With regards to request for access to more substantial amounts of personal information, such as details of what is recorded in your loan file, we will require you to complete and sign the attached ‘Request for Access to Personal Information under the Australian Privacy Principles’ form, and either email it to the office manager at firstname.lastname@example.org, or hand it in to Yoga XTC offices at 54 Wilson Street, South Yarra.
Responding to an access request
We will respond to your access request as soon as possible. We will endeavour to comply with your request within 14 days of its receipt but, if that deadline cannot be met owing to exceptional circumstances, your request will be dealt with within 30 days. It will help us provide access if you can tell us what you are looking for. Your identity will be confirmed (including by verifying your signature) before access is provided.
An access charge may apply
An access charge may apply, but not to the request itself. The charge is for the time we spend on locating, collating and explaining the information you request (generally based on a rate of $60 per hour or part thereof) plus any photocopying costs and out of pocket expenses (such as freight and travelling costs).
Requests may be denied or limited
If particular circumstances apply, we are permitted by the Privacy Act to deny your request for access, or limit the access we provide. We will let you know why your request is denied or limited. Some instances where we may deny access will be:
- where giving access will reveal evaluative information generated within Yoga XTC in connection with a commercially sensitive decision –making decision;
- denying access is required or authorised by or under an Australian law or a court/tribunal order;
- giving access would pose a serious threat to the life, health or safety of any individual, or to public health or public safety
- the information relates to existing or anticipated legal proceeding between Yoga XTC and you;
Contact us about our privacy and information handling practices
If you have any questions or would like further information about our privacy and information handling practices, please contact us by:
- email at email@example.com
- ring us on (613) 8528 1001 or
- writing to the following address: Yoga XTC, 54 Wilson Street South Yarra VIC 3141
Making a privacy complaint
We recognise that even in the best run organisations things can go wrong. Should you have a privacy complaint, please tell us because it gives us the opportunity to fix the problem. We offer a free internal complaint resolution scheme to all of our customers. Our personal and small business customers also have free access to an external dispute resolution scheme.

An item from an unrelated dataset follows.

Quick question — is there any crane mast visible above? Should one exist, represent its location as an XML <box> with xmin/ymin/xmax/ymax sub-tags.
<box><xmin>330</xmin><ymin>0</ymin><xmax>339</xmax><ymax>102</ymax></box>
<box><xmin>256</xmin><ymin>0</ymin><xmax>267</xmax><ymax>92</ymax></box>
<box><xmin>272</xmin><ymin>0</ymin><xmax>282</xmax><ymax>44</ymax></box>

To assist us in helping you, we ask you to follow a simple three-step process:
- Gather all supporting documents about the matter of complaint, think about the questions you want answered and decide on what you want us to do.
- Contact us at Yoga XTC, where your situation will be reviewed and if possible resolved straight away. A quick chat is all that’s required to resolve most issues.
- If at this stage the matter has not been resolved to your satisfaction, please contact our office using the above contact points. We will provide you with the name and contact details of the officer who will investigate your complaint, answer your questions and do all they can to regain your confidence.
If you are still not satisfied, we will tell you about the external dispute resolution avenues available to you.